Tuesday, August 11, 2009

My Review of the Beckham Experiment


It’s a little late, as I’ve had precious little spare time for reading. However, here is my review and thoughts on the Beckham Experiment:

First of all, I love Grant Wahl as a writer, but then again who doesn’t? His behind the scenes insight into basketball and soccer is top-notch, and he didn’t disappoint with this one.

This book seemed to be very factual, but also painted a good picture of what was going on. It pointed out characteristics of certain people in the “Beckham saga” that were quite surprising to me:

  • Landon Donovan: comes across as a no-nonsense, tell-it-like-it-is kind of guy in this book.
  • Alexi Lalas: this hardly gives the impression of the buffoon that seemed to come across in the media over the last couple of years. Instead, seemed more savvy than I thought, but had a tough situation to deal with in LA. An interesting part of the book is Alexi’s view that the MLS needs to understand that it’s as much entertainment as athletics. The other sports in America seem to realize this and take advantage of it.
  • Beckham: as has been pointed out - for a book about Beckham, there is precious little of him in the book, but its more about the ramifications of his mere presence in different situations. Beckham clearly made an attempt to be “just one of the guys”, but with his status that’s impossible.
  • Alan Gordon: Okay so I’m not a fan of his play on the field, but he is extremely likeable in this book, and you get a sense that he’s a guy you’d like to hang out with.
  • Frank Yallop: I was surprised about the story in this book about him out partying at a club until the wee hours with his team. Didn’t fit the revered vision of him that I had in my head.
  • Tim Lieweke: Not a surprise here. He came off as the puppet master that I originally thought he was.

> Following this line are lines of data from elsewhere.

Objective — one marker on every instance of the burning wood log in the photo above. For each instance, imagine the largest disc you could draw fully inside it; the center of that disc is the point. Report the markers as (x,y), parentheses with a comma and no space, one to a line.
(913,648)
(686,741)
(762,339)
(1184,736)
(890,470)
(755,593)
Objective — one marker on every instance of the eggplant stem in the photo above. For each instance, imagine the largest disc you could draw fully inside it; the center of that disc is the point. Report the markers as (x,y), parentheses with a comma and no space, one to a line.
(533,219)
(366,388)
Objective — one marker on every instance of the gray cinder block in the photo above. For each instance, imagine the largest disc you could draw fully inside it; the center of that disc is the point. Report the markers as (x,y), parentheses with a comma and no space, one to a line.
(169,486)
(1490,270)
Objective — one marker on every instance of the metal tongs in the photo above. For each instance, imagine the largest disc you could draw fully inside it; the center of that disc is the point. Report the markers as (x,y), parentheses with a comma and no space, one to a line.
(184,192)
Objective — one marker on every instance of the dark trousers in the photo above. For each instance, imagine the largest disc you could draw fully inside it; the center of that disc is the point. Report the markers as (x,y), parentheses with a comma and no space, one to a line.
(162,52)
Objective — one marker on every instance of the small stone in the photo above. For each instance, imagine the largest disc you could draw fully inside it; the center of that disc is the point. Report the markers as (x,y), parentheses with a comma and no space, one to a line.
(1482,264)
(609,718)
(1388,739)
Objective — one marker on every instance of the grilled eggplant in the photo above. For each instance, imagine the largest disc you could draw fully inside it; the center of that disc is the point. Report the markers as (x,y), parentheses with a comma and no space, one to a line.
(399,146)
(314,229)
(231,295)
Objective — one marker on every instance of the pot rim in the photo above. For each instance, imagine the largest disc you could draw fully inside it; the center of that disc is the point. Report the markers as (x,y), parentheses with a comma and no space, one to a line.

For Real Salt Lake there are some interesting tidbits throughout this book that had an RSL tie in:

  • Yallop wanted to trade Vagenas for Kyle Beckerman just prior to Beckerman getting traded to RSL. Apparently Lalas nixed the deal (he and Vagenas are tight).
  • Chris Klein came off as pure class in this book. Also, the description of his bicycle kick equalizer in Superliga was phenomenal.
  • Grant Wahl actually gave Garth Lagerwey his start in MLS journalism/reporting. This led directly to his hiring on as part of the broadcast team for DC United, which indirectly led to him being named as GM for Real Salt Lake.

This book really captured a couple of things well. First of all, it captured the life of those on the low end of the totem pole, and how they struggled to survive with the low-level pay, especially living in a high-cost area like LA. The description of Gordon’s girlfriend first visiting his (and his two roomates) “dorm” for the first time really highlighted this.

Of course, this is all set against the backdrop of Beckham arriving and orchestrating changes. First was a charter flight for the team to his first away match. Next was getting AEG to spring for 4-star accommodations and cuisine, as opposed to the Hampton Inn level lodging and KFC quality food that they had been accustomed to. Finally, there were the first class seats for players like Beckham and Xavier, and the allowance for anyone with a car>$100,000 being able to park inside the HDC complex next to the dressing room.

This story also points out numerous problems with the league. Aside from the low salary for developmental-level players, this book highlights problems with scheduling, attendance, pay inequities, and numerous other quirks within the rules and structure of the league.

The other thing this book does, is leave open the possibility of a sequel. Clearly this Beckham saga is not yet complete, and I expect Wahl to be the one to pen the final chapters. How it plays out leaves me nervous, cringing and only able to keep one eye open to watch the carnage, er… action.

Maybe I’ll just keep ‘em both closed and wait for Part 2?